In these major political circles, Netanyahu's announcement can be considered a new strategic shift in the major security fault lines in the Arab and African region, and it is certain that Arab capitals considered what happened part of the siege on them on several fronts.

In addition to being easily framed within Israel's ongoing plans to find places for the displacement of Palestinians, the step is also an investment in several geopolitical, security, and economic goals, in which beneficial or damaged political circles, states, and parties are involved.

For example, it is not difficult to link what happened to US President Donald Trump's meeting with Saudi Crown Prince Mohammed bin Salman, and the resulting American approach to finding a solution to the war in Sudan, to support the government of Ahmed al-Shara in Syria, and to approve arms deals, including F-35 jets, which Israel objects to selling to Riyadh.

The quick response to the initial US-Saudi agreement came through the advance of the Rapid Deterrence Forces and their control of the city of El Fasher, and their siege of areas in North Kordofan, followed by a visit The head of the Sudanese Sovereignty Council, Abdel Fattah al-Burhan, and the Egyptian presidency's statement about the "red lines".

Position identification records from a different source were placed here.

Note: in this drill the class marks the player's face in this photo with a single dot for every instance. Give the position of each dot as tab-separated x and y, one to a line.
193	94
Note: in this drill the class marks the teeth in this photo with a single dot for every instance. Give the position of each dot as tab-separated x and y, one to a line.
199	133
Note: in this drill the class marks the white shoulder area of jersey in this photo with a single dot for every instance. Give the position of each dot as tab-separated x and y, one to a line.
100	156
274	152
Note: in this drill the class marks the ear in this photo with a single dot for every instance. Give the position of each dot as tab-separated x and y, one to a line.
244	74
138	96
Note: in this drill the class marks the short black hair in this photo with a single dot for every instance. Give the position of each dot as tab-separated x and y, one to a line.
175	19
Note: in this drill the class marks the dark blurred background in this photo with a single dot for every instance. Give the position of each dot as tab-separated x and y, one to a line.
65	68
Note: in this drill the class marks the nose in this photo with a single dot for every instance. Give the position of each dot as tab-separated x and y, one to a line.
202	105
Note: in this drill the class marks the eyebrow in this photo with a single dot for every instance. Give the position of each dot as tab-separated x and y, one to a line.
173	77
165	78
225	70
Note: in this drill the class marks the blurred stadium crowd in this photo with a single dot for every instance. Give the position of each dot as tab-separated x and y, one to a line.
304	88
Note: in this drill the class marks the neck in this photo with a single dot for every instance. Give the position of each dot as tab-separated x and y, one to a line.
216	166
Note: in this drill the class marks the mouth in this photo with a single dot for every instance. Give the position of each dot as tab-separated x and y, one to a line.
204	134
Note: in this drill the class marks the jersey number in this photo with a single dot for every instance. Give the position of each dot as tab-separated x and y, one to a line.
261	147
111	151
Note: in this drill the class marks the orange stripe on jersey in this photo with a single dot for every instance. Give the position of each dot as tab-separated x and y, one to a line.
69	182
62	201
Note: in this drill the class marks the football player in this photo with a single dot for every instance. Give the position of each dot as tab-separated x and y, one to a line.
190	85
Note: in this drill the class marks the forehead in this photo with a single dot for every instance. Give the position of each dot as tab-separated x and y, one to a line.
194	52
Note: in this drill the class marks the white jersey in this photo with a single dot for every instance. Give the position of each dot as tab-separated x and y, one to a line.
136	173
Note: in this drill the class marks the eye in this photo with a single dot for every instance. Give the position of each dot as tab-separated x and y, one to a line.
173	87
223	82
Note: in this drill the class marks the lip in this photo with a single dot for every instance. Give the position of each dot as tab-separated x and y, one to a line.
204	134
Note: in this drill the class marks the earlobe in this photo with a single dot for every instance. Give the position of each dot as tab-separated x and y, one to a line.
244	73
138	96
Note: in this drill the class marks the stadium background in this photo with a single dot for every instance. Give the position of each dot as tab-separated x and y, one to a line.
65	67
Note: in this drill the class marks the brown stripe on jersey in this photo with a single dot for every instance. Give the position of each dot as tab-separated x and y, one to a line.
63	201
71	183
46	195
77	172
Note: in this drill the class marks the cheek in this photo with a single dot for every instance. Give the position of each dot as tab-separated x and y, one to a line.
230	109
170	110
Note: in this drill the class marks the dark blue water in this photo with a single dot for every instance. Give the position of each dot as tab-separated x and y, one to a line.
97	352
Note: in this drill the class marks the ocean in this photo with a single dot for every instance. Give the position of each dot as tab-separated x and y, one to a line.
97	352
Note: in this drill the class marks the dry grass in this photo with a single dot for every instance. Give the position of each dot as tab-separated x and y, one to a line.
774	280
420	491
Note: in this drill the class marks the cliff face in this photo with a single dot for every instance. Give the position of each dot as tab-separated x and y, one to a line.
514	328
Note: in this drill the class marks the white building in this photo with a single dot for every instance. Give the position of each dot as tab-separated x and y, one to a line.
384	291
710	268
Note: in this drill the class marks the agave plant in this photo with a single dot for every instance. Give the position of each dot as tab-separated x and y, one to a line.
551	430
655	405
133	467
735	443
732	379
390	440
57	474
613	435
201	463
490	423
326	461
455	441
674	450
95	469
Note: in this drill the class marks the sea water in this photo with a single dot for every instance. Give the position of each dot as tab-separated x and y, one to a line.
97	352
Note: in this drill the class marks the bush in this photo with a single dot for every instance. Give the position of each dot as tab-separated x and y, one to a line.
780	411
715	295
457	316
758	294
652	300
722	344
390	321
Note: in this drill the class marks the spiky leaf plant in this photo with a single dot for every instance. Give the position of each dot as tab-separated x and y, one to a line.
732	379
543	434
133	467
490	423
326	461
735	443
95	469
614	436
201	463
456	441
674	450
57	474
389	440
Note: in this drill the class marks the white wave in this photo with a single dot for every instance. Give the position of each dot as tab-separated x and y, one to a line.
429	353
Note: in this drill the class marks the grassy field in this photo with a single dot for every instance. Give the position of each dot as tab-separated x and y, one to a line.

This was followed by another quick attack, but this time in Yemen, where the forces of the Southern Transitional Council (STC) took control of the governorates of Hadramawt and Al-Mahra, followed by a Saudi statement calling on the STC to withdraw from the areas it occupied, raids on its forces, and a warning from Saudi Defense Minister Khalid bin Salman.

The ongoing rifts in Sudan, Somalia and Yemen pose real risks for Egypt, which is busy protecting the Suez Canal, as the most important international shipping lane. Added to this is Cairo's growing sense of the danger of Israel's rapprochement with Ethiopia, whose construction of the Renaissance Dam has been a major problem for Cairo.Riyadh, in turn, has significant interests in the Red Sea and the Horn of Africa, and after recent developments in Yemen, Israel's recognition of Somaliland as a state will be considered a new risk that must be reckoned with.